Of the 105 passengers who survived the voyage, only 53 were still alive
after the first year in America. There were 21 or 22 families of settlers
who had children that survived to adulthood (both numbers are quoted in the
article). Complicating this is that there were actually 27 marriages, as
some widows or widowers remarried other settlers, or married later arrivals
to the colony. Assuming an average of two surviving children per marriage,
and an average of two children for the marriage of each descendant, the
total today comes out to some 35 million, a staggering 10% or so of the US
population. Wow! That's a lot of potential people for what is usually
thought of as a pretty exclusive club.

Ah, but here's the problem.
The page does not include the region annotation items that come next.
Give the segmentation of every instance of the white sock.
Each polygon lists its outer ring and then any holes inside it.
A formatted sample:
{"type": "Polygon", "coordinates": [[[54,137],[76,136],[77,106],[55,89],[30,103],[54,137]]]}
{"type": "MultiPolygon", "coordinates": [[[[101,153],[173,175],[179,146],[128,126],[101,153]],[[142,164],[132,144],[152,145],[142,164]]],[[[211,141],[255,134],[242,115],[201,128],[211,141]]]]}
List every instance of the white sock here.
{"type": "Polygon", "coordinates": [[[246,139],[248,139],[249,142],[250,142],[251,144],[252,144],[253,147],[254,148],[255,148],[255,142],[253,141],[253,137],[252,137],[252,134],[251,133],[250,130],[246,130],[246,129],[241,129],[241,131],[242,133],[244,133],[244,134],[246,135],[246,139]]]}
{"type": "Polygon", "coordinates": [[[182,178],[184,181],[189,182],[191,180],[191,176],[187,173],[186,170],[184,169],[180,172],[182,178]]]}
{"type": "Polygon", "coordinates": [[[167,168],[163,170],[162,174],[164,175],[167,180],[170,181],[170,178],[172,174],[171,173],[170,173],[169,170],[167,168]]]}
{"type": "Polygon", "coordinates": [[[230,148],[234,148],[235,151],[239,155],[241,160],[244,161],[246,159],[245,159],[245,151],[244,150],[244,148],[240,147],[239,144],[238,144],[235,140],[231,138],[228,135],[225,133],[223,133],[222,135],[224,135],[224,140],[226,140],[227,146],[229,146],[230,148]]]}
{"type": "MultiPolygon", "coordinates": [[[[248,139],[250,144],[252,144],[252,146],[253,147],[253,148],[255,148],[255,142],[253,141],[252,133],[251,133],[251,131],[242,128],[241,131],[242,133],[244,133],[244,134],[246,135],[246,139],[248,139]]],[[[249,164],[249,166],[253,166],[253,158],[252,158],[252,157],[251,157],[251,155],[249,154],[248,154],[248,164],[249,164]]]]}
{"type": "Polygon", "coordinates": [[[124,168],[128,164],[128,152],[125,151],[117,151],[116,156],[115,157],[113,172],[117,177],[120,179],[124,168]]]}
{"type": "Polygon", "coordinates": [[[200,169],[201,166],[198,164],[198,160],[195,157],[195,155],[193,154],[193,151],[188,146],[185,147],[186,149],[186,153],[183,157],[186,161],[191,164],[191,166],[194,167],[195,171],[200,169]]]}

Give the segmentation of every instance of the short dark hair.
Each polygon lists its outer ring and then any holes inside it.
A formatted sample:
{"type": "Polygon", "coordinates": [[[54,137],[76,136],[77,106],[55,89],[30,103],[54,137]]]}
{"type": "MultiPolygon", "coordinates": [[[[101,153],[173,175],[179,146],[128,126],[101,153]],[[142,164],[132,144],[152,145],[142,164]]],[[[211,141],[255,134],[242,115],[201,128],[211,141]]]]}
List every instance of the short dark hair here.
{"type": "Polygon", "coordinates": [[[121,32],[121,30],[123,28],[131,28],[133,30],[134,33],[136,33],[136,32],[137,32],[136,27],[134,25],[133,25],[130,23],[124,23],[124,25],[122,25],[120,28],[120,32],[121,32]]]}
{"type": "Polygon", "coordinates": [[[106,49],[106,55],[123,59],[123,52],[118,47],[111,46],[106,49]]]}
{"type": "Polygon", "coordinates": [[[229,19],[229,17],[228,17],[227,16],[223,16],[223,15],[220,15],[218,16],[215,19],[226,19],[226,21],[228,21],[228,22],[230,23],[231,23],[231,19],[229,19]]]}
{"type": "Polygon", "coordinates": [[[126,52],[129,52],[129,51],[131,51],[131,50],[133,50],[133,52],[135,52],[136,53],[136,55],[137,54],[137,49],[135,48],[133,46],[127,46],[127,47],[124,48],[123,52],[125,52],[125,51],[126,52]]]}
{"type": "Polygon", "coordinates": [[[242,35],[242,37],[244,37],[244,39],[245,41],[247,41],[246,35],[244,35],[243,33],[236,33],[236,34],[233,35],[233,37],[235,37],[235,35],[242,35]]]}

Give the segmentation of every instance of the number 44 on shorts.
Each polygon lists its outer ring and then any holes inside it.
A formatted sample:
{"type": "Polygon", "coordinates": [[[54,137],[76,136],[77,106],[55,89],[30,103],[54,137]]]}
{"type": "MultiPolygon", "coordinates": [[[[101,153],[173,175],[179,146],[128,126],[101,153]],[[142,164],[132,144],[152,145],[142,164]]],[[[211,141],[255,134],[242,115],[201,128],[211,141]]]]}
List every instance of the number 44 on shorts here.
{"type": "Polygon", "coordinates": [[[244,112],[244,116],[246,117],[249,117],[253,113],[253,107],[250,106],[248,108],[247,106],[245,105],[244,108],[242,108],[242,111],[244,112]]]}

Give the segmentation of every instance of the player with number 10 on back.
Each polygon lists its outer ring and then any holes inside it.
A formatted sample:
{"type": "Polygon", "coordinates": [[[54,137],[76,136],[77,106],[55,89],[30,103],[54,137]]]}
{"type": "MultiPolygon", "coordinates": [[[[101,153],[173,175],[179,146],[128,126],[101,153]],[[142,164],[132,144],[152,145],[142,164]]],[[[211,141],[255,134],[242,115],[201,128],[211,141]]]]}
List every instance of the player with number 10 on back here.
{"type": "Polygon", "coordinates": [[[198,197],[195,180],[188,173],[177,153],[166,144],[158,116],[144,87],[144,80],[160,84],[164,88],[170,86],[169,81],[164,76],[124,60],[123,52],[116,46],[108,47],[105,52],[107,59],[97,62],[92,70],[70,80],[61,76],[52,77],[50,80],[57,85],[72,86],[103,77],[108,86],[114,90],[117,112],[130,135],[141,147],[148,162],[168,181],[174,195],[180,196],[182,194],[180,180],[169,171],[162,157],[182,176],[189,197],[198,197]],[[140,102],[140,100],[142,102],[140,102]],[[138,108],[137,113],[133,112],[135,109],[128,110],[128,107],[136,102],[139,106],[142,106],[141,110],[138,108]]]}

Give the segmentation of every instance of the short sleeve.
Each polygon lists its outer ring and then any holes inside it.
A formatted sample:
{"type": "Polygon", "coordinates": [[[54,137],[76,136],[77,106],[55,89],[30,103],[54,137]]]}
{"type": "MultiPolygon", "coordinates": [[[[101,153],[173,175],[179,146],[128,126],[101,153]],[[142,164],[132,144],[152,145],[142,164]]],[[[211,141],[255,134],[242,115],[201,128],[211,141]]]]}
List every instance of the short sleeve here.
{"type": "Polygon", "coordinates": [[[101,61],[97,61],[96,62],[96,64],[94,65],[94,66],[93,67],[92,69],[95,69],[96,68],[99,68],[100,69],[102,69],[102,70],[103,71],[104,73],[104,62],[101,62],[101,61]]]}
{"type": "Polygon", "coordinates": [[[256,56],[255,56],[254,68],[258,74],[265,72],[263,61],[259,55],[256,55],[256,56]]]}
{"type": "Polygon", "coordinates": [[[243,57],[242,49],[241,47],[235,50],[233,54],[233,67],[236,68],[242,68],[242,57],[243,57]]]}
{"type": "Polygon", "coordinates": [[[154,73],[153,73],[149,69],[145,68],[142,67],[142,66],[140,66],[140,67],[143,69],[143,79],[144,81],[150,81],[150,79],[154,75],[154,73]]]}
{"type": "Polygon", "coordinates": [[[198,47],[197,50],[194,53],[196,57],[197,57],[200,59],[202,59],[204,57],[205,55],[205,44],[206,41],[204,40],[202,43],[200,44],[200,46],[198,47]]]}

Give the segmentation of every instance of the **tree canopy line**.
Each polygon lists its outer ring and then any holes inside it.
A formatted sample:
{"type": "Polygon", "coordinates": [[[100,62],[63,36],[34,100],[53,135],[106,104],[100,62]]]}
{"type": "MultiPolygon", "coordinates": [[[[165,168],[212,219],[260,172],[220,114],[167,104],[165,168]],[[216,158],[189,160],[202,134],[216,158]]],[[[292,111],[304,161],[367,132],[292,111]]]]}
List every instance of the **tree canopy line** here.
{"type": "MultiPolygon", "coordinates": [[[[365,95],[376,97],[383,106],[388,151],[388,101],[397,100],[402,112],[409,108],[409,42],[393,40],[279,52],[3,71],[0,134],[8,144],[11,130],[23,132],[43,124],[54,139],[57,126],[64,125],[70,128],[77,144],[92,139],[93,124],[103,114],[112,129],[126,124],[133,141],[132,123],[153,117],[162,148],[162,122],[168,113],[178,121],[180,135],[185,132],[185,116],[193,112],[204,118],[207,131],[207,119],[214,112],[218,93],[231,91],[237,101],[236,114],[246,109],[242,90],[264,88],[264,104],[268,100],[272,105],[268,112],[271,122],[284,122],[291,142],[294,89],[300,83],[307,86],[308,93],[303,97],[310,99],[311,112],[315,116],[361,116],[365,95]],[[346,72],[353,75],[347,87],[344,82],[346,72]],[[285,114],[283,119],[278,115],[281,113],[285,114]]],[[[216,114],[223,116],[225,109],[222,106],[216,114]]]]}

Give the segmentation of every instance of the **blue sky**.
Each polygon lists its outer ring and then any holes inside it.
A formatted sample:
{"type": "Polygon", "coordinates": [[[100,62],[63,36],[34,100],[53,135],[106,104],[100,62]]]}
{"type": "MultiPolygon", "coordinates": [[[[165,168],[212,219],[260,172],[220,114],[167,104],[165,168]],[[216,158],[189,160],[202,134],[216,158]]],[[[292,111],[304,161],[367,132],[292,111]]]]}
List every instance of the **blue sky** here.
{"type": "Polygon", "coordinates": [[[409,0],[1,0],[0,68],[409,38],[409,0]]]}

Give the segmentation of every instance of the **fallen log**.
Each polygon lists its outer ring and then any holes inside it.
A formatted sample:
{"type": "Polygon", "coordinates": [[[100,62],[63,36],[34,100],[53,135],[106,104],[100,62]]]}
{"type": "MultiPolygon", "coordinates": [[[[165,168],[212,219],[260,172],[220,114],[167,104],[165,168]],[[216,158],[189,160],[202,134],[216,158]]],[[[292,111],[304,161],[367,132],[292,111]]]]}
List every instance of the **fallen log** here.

If one Mayflower settler or later descendant
marries another settler or descendant, the two children don't count toward
the twice, since they are only replacing their parents. This factor is
known as  "pedigree collapse". Factoring this into the equation, the total
is estimated to drop to something like *just* 3 million. That's still a lot
of members in the club.

Now the medieval connection. The Mayflower settlers arrived in 1620 and we
see how many people with that cachet are potentially around 400
years later. What if we push back into the middle ages, say the 1400s? For
argument's sake, let us say that adds five generations per century. This
would cause an explosion of descendants for knights who fought at
Agincourt, for example. Of course surviving genealogies usually only cover
noble families, and often they are woefully incomplete.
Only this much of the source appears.